Today, Schools of Hope is large and multi-pronged. The tutoring work continues — during the 2014-15 school year, 1,270 volunteer community members tutored in Madison schools — and has expanded to Sun Prairie, Middleton and Oregon.
Almost all sixth-graders in the school districts of Madison, Oregon, Sun Prairie and Middleton-Cross Plains now receive free mental health screenings each year to determine if problems such as depression and anxiety are getting in the way of learning.
There also are initiatives to reduce chronic absenteeism, to stem the loss in learning over the summer, to improve graduation rates and to increase the number of ninth-graders completing algebra.
The total funding related to all of these Schools of Hope initiatives for the 2015-16 school year is just over $2 million, with about $600,000 of it coming from federal grants and most of the rest from United Way.
A 35-member leadership team, with representatives from multiple partner agencies, oversees Schools of Hope and meets at least twice a year.
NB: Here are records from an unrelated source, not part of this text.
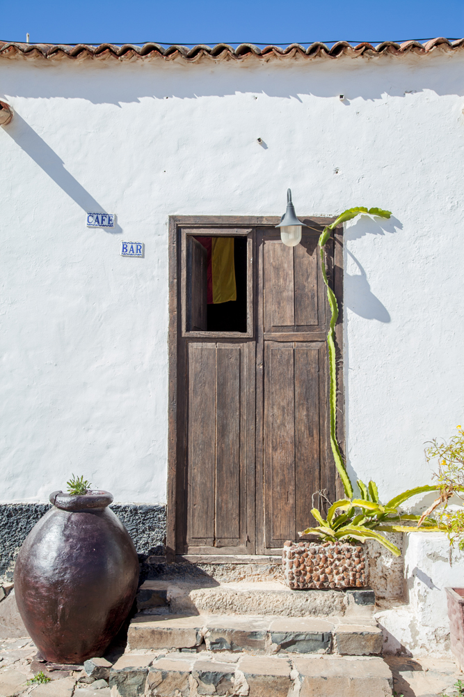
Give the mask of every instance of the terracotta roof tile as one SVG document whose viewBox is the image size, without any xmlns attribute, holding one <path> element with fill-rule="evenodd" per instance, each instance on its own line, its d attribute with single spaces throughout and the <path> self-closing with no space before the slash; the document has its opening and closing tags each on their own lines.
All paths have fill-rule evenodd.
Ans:
<svg viewBox="0 0 464 697">
<path fill-rule="evenodd" d="M 290 44 L 286 48 L 269 45 L 260 49 L 253 44 L 243 43 L 234 49 L 227 44 L 217 44 L 212 47 L 198 44 L 192 48 L 175 45 L 165 48 L 157 43 L 146 43 L 143 45 L 124 44 L 122 46 L 100 44 L 99 46 L 90 46 L 86 44 L 68 45 L 0 41 L 0 57 L 38 58 L 51 60 L 62 58 L 74 60 L 86 58 L 96 58 L 99 60 L 115 58 L 120 61 L 159 57 L 165 61 L 180 59 L 187 63 L 195 63 L 202 59 L 215 61 L 241 61 L 250 58 L 268 61 L 270 59 L 282 59 L 296 57 L 334 59 L 341 56 L 349 56 L 355 58 L 364 55 L 372 56 L 387 54 L 394 56 L 403 56 L 408 53 L 424 55 L 436 50 L 454 52 L 463 47 L 464 47 L 464 38 L 451 42 L 442 36 L 432 39 L 426 44 L 414 40 L 405 41 L 402 44 L 395 43 L 393 41 L 384 41 L 377 46 L 367 43 L 352 46 L 347 41 L 337 41 L 331 48 L 319 42 L 311 44 L 307 48 L 299 44 Z"/>
</svg>

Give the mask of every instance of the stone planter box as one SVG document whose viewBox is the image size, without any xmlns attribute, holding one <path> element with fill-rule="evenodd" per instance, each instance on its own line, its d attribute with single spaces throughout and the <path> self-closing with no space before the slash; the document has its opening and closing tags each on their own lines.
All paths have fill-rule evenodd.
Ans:
<svg viewBox="0 0 464 697">
<path fill-rule="evenodd" d="M 460 671 L 464 668 L 464 588 L 445 588 L 451 650 Z"/>
<path fill-rule="evenodd" d="M 285 542 L 284 578 L 291 588 L 363 588 L 369 579 L 365 544 Z"/>
</svg>

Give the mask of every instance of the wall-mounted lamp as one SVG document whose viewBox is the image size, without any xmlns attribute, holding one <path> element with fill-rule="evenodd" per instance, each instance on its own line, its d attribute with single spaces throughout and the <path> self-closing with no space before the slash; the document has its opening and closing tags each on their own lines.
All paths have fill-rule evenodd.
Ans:
<svg viewBox="0 0 464 697">
<path fill-rule="evenodd" d="M 307 227 L 296 217 L 294 204 L 291 203 L 291 192 L 287 190 L 287 210 L 280 222 L 275 227 L 280 228 L 280 239 L 287 247 L 296 247 L 301 241 L 301 228 Z"/>
<path fill-rule="evenodd" d="M 6 102 L 0 102 L 0 126 L 6 126 L 13 117 L 13 110 Z"/>
</svg>

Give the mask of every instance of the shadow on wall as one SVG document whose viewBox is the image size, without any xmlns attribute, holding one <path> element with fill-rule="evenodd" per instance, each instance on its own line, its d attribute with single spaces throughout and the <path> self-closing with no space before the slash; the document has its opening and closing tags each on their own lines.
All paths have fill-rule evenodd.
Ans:
<svg viewBox="0 0 464 697">
<path fill-rule="evenodd" d="M 5 129 L 17 145 L 48 174 L 50 178 L 63 189 L 86 213 L 108 213 L 97 201 L 84 189 L 81 184 L 65 169 L 63 161 L 45 141 L 26 123 L 17 112 L 10 125 Z M 113 228 L 104 228 L 111 233 L 121 233 L 121 227 L 116 224 Z"/>
<path fill-rule="evenodd" d="M 380 221 L 380 222 L 379 222 Z M 361 216 L 355 224 L 349 227 L 345 234 L 346 242 L 359 240 L 365 235 L 385 235 L 403 229 L 402 224 L 394 217 L 389 220 Z M 349 256 L 358 266 L 360 273 L 344 276 L 344 302 L 352 312 L 365 319 L 376 319 L 378 322 L 390 322 L 390 313 L 381 300 L 372 293 L 367 275 L 353 252 L 346 250 Z"/>
</svg>

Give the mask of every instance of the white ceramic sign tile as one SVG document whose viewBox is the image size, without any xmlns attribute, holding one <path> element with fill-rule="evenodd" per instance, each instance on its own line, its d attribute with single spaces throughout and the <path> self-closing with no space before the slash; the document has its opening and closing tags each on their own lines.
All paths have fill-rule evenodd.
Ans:
<svg viewBox="0 0 464 697">
<path fill-rule="evenodd" d="M 87 227 L 114 227 L 114 213 L 87 213 Z"/>
<path fill-rule="evenodd" d="M 143 242 L 122 242 L 121 256 L 143 256 Z"/>
</svg>

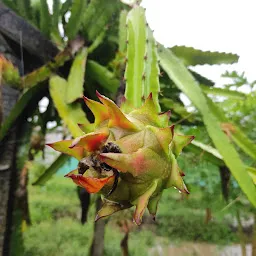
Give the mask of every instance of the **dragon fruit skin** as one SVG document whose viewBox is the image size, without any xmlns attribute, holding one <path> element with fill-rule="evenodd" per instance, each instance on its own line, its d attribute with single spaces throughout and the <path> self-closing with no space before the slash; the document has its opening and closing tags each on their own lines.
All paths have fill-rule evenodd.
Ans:
<svg viewBox="0 0 256 256">
<path fill-rule="evenodd" d="M 66 177 L 89 193 L 103 195 L 104 203 L 96 220 L 135 205 L 134 221 L 140 225 L 146 207 L 155 217 L 163 189 L 176 187 L 180 192 L 189 193 L 176 157 L 194 136 L 175 134 L 174 126 L 168 126 L 169 113 L 157 112 L 152 94 L 142 107 L 128 114 L 107 97 L 98 92 L 97 96 L 101 103 L 84 97 L 95 116 L 94 131 L 48 145 L 77 158 L 80 163 L 93 163 L 84 173 L 79 173 L 78 168 Z M 102 150 L 110 143 L 119 151 Z M 117 170 L 119 175 L 111 194 L 115 172 L 104 170 L 104 165 Z"/>
</svg>

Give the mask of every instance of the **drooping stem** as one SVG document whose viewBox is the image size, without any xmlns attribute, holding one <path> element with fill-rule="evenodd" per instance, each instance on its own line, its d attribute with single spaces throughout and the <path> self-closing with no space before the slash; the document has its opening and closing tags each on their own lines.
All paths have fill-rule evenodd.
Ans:
<svg viewBox="0 0 256 256">
<path fill-rule="evenodd" d="M 256 213 L 254 213 L 254 225 L 252 236 L 252 256 L 256 256 Z"/>
<path fill-rule="evenodd" d="M 140 107 L 143 99 L 152 93 L 157 110 L 160 112 L 158 101 L 160 72 L 156 42 L 142 7 L 135 6 L 128 13 L 126 27 L 125 97 L 134 107 Z M 125 49 L 122 41 L 120 47 L 122 50 Z"/>
<path fill-rule="evenodd" d="M 102 202 L 101 198 L 98 197 L 96 200 L 96 212 L 101 208 Z M 106 221 L 100 219 L 94 223 L 94 235 L 93 241 L 90 249 L 90 256 L 101 256 L 104 251 L 104 230 L 105 230 Z"/>
<path fill-rule="evenodd" d="M 241 245 L 241 250 L 242 250 L 242 256 L 246 256 L 245 236 L 244 236 L 244 232 L 243 232 L 243 225 L 242 225 L 239 210 L 237 210 L 237 212 L 236 212 L 236 219 L 237 219 L 237 224 L 238 224 L 238 234 L 239 234 L 239 237 L 240 237 L 240 245 Z"/>
</svg>

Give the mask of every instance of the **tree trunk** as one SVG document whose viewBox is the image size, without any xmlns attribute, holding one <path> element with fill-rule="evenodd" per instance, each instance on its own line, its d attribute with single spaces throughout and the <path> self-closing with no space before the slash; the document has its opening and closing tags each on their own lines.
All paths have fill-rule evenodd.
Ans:
<svg viewBox="0 0 256 256">
<path fill-rule="evenodd" d="M 18 92 L 3 86 L 3 119 L 16 103 Z M 15 141 L 16 134 L 12 129 L 6 139 L 0 142 L 0 255 L 9 255 L 9 240 L 12 223 L 12 209 L 15 190 Z"/>
<path fill-rule="evenodd" d="M 101 208 L 101 198 L 98 197 L 96 201 L 96 212 Z M 104 233 L 106 221 L 99 219 L 94 223 L 94 236 L 90 250 L 90 256 L 102 256 L 104 252 Z"/>
</svg>

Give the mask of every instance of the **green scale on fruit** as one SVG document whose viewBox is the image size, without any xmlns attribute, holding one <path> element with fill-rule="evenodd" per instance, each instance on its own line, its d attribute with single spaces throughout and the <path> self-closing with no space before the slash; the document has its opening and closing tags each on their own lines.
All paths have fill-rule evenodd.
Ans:
<svg viewBox="0 0 256 256">
<path fill-rule="evenodd" d="M 189 193 L 176 158 L 194 137 L 178 135 L 168 126 L 169 112 L 158 113 L 152 94 L 139 108 L 128 111 L 126 104 L 126 113 L 107 97 L 97 96 L 100 102 L 84 97 L 95 116 L 94 131 L 48 145 L 79 160 L 66 177 L 89 193 L 102 194 L 96 220 L 135 206 L 139 225 L 146 208 L 155 217 L 164 189 Z"/>
</svg>

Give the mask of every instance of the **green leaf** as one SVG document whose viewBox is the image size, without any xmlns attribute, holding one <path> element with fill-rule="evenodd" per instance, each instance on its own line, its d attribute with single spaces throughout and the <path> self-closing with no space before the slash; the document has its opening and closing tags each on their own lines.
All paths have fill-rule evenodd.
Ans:
<svg viewBox="0 0 256 256">
<path fill-rule="evenodd" d="M 106 67 L 93 60 L 89 60 L 86 65 L 86 74 L 108 91 L 117 92 L 119 80 Z"/>
<path fill-rule="evenodd" d="M 107 29 L 103 29 L 101 33 L 95 38 L 93 43 L 88 47 L 88 54 L 92 53 L 99 45 L 103 43 L 103 40 L 106 36 Z"/>
<path fill-rule="evenodd" d="M 71 7 L 71 16 L 68 24 L 66 25 L 65 31 L 69 40 L 72 40 L 77 35 L 82 21 L 83 15 L 86 10 L 87 0 L 73 0 Z"/>
<path fill-rule="evenodd" d="M 231 91 L 228 89 L 216 88 L 216 87 L 209 87 L 203 84 L 200 84 L 201 89 L 204 93 L 217 95 L 217 96 L 226 96 L 232 99 L 243 100 L 246 98 L 246 94 L 238 91 Z"/>
<path fill-rule="evenodd" d="M 239 56 L 225 52 L 210 52 L 187 46 L 174 46 L 171 51 L 182 60 L 186 66 L 233 64 L 238 61 Z"/>
<path fill-rule="evenodd" d="M 247 167 L 246 170 L 249 173 L 249 175 L 252 177 L 254 184 L 256 184 L 256 168 Z"/>
<path fill-rule="evenodd" d="M 58 25 L 59 25 L 60 7 L 61 7 L 60 0 L 53 0 L 52 26 L 56 30 L 58 30 Z"/>
<path fill-rule="evenodd" d="M 147 98 L 152 93 L 154 102 L 158 112 L 161 112 L 159 105 L 158 94 L 160 92 L 159 74 L 160 69 L 158 65 L 158 56 L 156 50 L 156 41 L 153 32 L 148 28 L 147 39 L 147 54 L 145 65 L 145 84 L 144 84 L 144 98 Z"/>
<path fill-rule="evenodd" d="M 50 78 L 50 95 L 54 105 L 64 123 L 67 125 L 73 137 L 83 135 L 83 132 L 78 127 L 78 123 L 82 123 L 90 127 L 89 121 L 86 119 L 84 112 L 79 103 L 67 104 L 65 102 L 66 90 L 68 83 L 65 79 L 59 76 Z"/>
<path fill-rule="evenodd" d="M 184 150 L 194 152 L 200 155 L 200 158 L 210 161 L 218 166 L 225 165 L 222 156 L 215 148 L 205 145 L 200 141 L 193 140 L 189 145 L 187 145 Z"/>
<path fill-rule="evenodd" d="M 119 0 L 91 0 L 83 14 L 84 37 L 94 41 L 103 29 L 113 22 L 113 14 L 118 13 Z"/>
<path fill-rule="evenodd" d="M 67 103 L 72 103 L 78 98 L 83 97 L 86 59 L 87 48 L 83 48 L 77 54 L 68 76 L 68 87 L 66 91 Z"/>
<path fill-rule="evenodd" d="M 244 133 L 243 131 L 235 124 L 230 122 L 222 112 L 222 110 L 215 104 L 210 98 L 207 98 L 208 106 L 211 109 L 212 113 L 214 113 L 215 117 L 221 123 L 226 123 L 230 126 L 230 136 L 231 139 L 240 147 L 244 153 L 248 156 L 256 160 L 256 145 L 253 143 Z"/>
<path fill-rule="evenodd" d="M 133 8 L 127 15 L 127 63 L 125 97 L 134 107 L 140 107 L 144 95 L 146 18 L 142 7 Z M 143 79 L 144 77 L 144 79 Z"/>
<path fill-rule="evenodd" d="M 51 15 L 49 12 L 47 0 L 40 0 L 40 30 L 49 37 L 51 31 Z"/>
<path fill-rule="evenodd" d="M 22 116 L 24 109 L 29 102 L 35 97 L 35 95 L 42 90 L 44 86 L 38 85 L 31 89 L 26 90 L 18 99 L 9 116 L 6 118 L 0 129 L 0 141 L 6 136 L 10 128 L 13 126 L 15 121 Z"/>
<path fill-rule="evenodd" d="M 122 10 L 119 17 L 119 37 L 118 37 L 118 50 L 120 52 L 126 51 L 126 39 L 127 39 L 127 30 L 126 30 L 126 18 L 127 10 Z"/>
<path fill-rule="evenodd" d="M 69 159 L 70 156 L 61 154 L 32 185 L 44 185 Z"/>
<path fill-rule="evenodd" d="M 225 164 L 232 172 L 248 199 L 256 206 L 255 185 L 251 177 L 246 173 L 245 166 L 235 148 L 230 144 L 228 137 L 222 132 L 220 121 L 212 113 L 199 84 L 194 80 L 183 63 L 170 50 L 165 49 L 163 46 L 159 46 L 158 49 L 162 68 L 201 112 L 209 136 L 222 155 Z"/>
</svg>

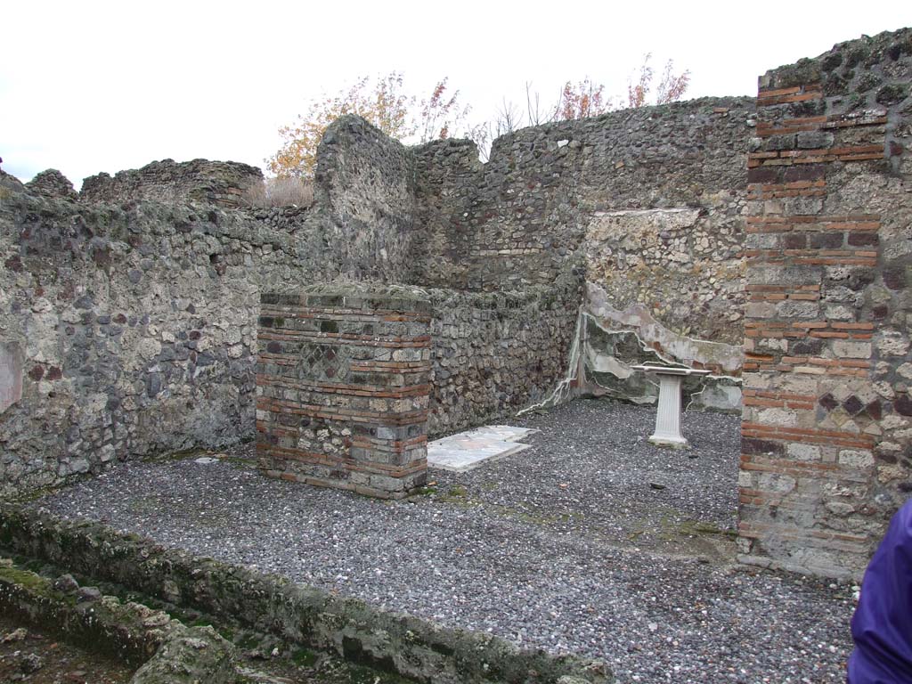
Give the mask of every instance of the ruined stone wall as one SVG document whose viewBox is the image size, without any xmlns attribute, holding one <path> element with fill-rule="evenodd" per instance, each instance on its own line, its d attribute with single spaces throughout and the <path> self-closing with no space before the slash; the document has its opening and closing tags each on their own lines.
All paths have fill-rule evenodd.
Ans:
<svg viewBox="0 0 912 684">
<path fill-rule="evenodd" d="M 113 178 L 108 173 L 89 176 L 82 181 L 79 194 L 84 202 L 155 200 L 236 207 L 247 188 L 262 182 L 263 172 L 255 166 L 204 159 L 177 163 L 166 159 L 141 169 L 118 171 Z"/>
<path fill-rule="evenodd" d="M 741 559 L 858 575 L 912 492 L 912 29 L 761 78 Z"/>
<path fill-rule="evenodd" d="M 78 201 L 57 181 L 34 192 L 4 181 L 0 489 L 253 437 L 260 293 L 406 279 L 410 223 L 394 212 L 401 198 L 387 194 L 408 187 L 396 180 L 401 146 L 378 146 L 358 120 L 339 126 L 322 203 L 275 214 L 281 227 L 256 212 Z M 373 176 L 333 168 L 368 161 Z M 345 192 L 330 182 L 341 175 Z M 356 198 L 374 212 L 369 223 L 343 213 Z"/>
<path fill-rule="evenodd" d="M 748 98 L 704 98 L 523 129 L 481 164 L 415 150 L 423 282 L 524 289 L 582 264 L 590 391 L 654 401 L 629 367 L 714 371 L 697 404 L 740 408 Z"/>
<path fill-rule="evenodd" d="M 431 438 L 548 399 L 567 371 L 580 286 L 567 276 L 522 293 L 424 290 L 431 304 Z"/>
</svg>

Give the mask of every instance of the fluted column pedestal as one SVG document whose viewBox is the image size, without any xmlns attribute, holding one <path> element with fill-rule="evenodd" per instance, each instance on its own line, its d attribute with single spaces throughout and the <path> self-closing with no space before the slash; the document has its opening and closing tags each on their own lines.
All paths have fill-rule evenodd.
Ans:
<svg viewBox="0 0 912 684">
<path fill-rule="evenodd" d="M 687 449 L 688 440 L 681 434 L 681 379 L 686 376 L 709 375 L 709 370 L 676 368 L 665 366 L 634 366 L 634 370 L 658 377 L 658 406 L 656 431 L 649 438 L 652 444 L 672 449 Z"/>
</svg>

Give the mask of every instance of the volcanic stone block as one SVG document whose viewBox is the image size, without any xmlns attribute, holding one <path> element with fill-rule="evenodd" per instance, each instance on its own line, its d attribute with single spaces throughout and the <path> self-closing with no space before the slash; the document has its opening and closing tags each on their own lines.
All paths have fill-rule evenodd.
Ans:
<svg viewBox="0 0 912 684">
<path fill-rule="evenodd" d="M 260 467 L 398 499 L 427 480 L 430 305 L 409 288 L 263 295 Z"/>
</svg>

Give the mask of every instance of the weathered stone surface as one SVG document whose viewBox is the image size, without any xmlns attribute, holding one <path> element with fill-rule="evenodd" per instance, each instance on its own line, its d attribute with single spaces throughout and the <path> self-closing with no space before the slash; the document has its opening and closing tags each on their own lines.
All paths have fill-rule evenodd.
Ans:
<svg viewBox="0 0 912 684">
<path fill-rule="evenodd" d="M 113 178 L 108 173 L 89 176 L 82 181 L 79 199 L 109 203 L 201 202 L 236 207 L 242 204 L 245 190 L 262 182 L 263 172 L 247 164 L 203 159 L 177 163 L 166 159 L 141 169 L 119 171 Z"/>
</svg>

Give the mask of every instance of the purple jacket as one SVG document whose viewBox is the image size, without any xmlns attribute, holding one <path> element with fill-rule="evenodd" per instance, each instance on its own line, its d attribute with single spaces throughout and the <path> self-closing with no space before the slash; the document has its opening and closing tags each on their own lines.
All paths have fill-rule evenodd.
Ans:
<svg viewBox="0 0 912 684">
<path fill-rule="evenodd" d="M 865 572 L 852 637 L 850 684 L 912 682 L 912 500 L 893 516 Z"/>
</svg>

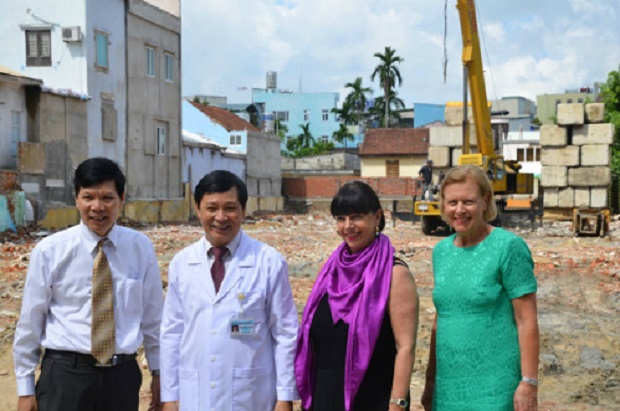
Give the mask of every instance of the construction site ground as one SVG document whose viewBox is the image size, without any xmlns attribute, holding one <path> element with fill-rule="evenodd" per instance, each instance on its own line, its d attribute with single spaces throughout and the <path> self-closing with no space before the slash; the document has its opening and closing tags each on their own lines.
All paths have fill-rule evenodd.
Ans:
<svg viewBox="0 0 620 411">
<path fill-rule="evenodd" d="M 197 224 L 135 227 L 148 235 L 157 251 L 164 285 L 171 258 L 202 235 Z M 620 221 L 605 237 L 574 237 L 570 222 L 508 222 L 506 228 L 529 244 L 538 278 L 540 324 L 540 410 L 620 410 Z M 287 259 L 299 313 L 318 267 L 340 243 L 333 219 L 325 213 L 262 215 L 243 229 Z M 431 254 L 442 237 L 422 234 L 419 224 L 388 216 L 385 233 L 409 264 L 420 294 L 420 326 L 411 379 L 413 410 L 420 410 L 434 316 Z M 29 254 L 49 232 L 35 227 L 0 233 L 0 410 L 16 409 L 12 342 Z M 141 410 L 147 409 L 150 377 L 146 364 Z M 296 409 L 299 405 L 296 404 Z"/>
</svg>

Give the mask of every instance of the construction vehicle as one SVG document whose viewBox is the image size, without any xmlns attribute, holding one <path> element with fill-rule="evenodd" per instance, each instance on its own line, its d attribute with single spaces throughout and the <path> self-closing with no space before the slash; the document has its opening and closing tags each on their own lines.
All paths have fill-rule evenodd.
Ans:
<svg viewBox="0 0 620 411">
<path fill-rule="evenodd" d="M 463 38 L 463 102 L 448 103 L 463 107 L 463 154 L 458 160 L 459 165 L 472 164 L 484 169 L 493 185 L 499 212 L 502 212 L 506 200 L 515 194 L 532 194 L 534 176 L 519 173 L 521 169 L 517 161 L 507 161 L 501 154 L 503 132 L 498 124 L 491 125 L 491 111 L 487 101 L 486 86 L 482 70 L 482 56 L 474 0 L 457 0 L 461 34 Z M 476 131 L 477 152 L 472 153 L 470 147 L 470 127 L 468 124 L 467 86 L 471 95 L 471 109 Z M 441 220 L 438 201 L 428 201 L 423 194 L 422 200 L 414 202 L 414 214 L 420 216 L 422 232 L 430 234 L 440 226 Z"/>
</svg>

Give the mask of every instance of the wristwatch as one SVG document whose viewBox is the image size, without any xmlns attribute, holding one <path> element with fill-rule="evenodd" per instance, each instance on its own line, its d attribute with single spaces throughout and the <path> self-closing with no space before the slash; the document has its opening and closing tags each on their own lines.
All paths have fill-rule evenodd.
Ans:
<svg viewBox="0 0 620 411">
<path fill-rule="evenodd" d="M 409 405 L 409 401 L 402 398 L 390 398 L 390 404 L 394 404 L 404 410 Z"/>
</svg>

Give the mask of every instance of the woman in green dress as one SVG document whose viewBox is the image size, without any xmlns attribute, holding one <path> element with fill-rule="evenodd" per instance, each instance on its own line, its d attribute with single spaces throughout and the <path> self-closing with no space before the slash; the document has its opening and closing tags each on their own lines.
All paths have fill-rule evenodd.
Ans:
<svg viewBox="0 0 620 411">
<path fill-rule="evenodd" d="M 422 404 L 426 411 L 538 409 L 536 278 L 520 237 L 497 215 L 480 167 L 450 170 L 441 215 L 455 234 L 433 250 L 436 315 Z"/>
</svg>

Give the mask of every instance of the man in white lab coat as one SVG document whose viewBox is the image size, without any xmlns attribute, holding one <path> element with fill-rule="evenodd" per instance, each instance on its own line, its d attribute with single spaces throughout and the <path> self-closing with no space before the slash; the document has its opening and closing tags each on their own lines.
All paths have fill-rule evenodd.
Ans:
<svg viewBox="0 0 620 411">
<path fill-rule="evenodd" d="M 245 183 L 228 171 L 213 171 L 196 186 L 205 236 L 168 271 L 164 411 L 291 411 L 298 399 L 298 321 L 287 265 L 241 230 L 247 198 Z"/>
</svg>

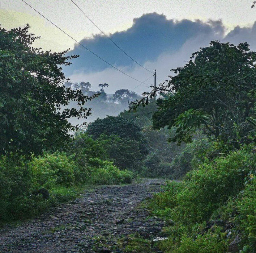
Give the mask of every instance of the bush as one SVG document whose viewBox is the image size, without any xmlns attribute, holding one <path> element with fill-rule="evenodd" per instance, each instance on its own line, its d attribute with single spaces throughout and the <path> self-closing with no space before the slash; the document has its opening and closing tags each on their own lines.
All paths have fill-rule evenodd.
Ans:
<svg viewBox="0 0 256 253">
<path fill-rule="evenodd" d="M 171 164 L 161 161 L 156 152 L 152 152 L 143 160 L 144 166 L 141 174 L 149 177 L 165 176 L 169 178 Z"/>
<path fill-rule="evenodd" d="M 233 205 L 238 213 L 235 221 L 244 231 L 242 238 L 245 245 L 243 251 L 253 252 L 256 249 L 256 177 L 250 174 L 249 177 L 244 190 Z"/>
<path fill-rule="evenodd" d="M 94 161 L 99 163 L 100 160 L 97 159 Z M 107 161 L 101 161 L 99 168 L 92 167 L 91 168 L 90 181 L 94 185 L 118 185 L 120 184 L 131 182 L 133 176 L 132 172 L 126 170 L 120 170 L 113 165 L 113 163 Z"/>
<path fill-rule="evenodd" d="M 206 222 L 219 219 L 220 214 L 222 220 L 236 224 L 232 234 L 241 231 L 242 252 L 254 252 L 256 187 L 251 172 L 255 171 L 256 157 L 252 147 L 245 146 L 205 161 L 189 172 L 182 182 L 170 182 L 164 192 L 156 194 L 149 205 L 152 214 L 173 221 L 166 230 L 169 239 L 160 243 L 161 249 L 225 252 L 229 242 L 223 228 L 215 226 L 204 230 Z"/>
<path fill-rule="evenodd" d="M 224 151 L 226 151 L 218 143 L 196 138 L 174 157 L 171 163 L 170 175 L 173 178 L 181 178 L 188 172 L 197 169 L 204 162 L 212 160 Z"/>
<path fill-rule="evenodd" d="M 55 184 L 66 186 L 73 185 L 74 171 L 77 170 L 72 159 L 63 153 L 45 154 L 34 158 L 30 166 L 36 183 L 48 188 Z"/>
<path fill-rule="evenodd" d="M 33 186 L 32 176 L 32 172 L 24 157 L 1 157 L 0 221 L 25 215 L 28 200 Z"/>
</svg>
Its co-chairwomen are Renee Moe, who just replaced the retiring Howard as CEO and president of United Way, and Jennifer Cheatham, Madison superintendent since 2013.
Cheatham said she’d learned about Schools of Hope prior to applying for the superintendent job and that it was one of the things that attracted her to the district. In her time here so far, Cheatham said her major objective has been to strengthen the quality of classroom instruction.
“By doing that, we’ve created a stronger foundation that our partners in the community can plug into for supportive initiatives,” she said, calling Schools of Hope a powerful community asset.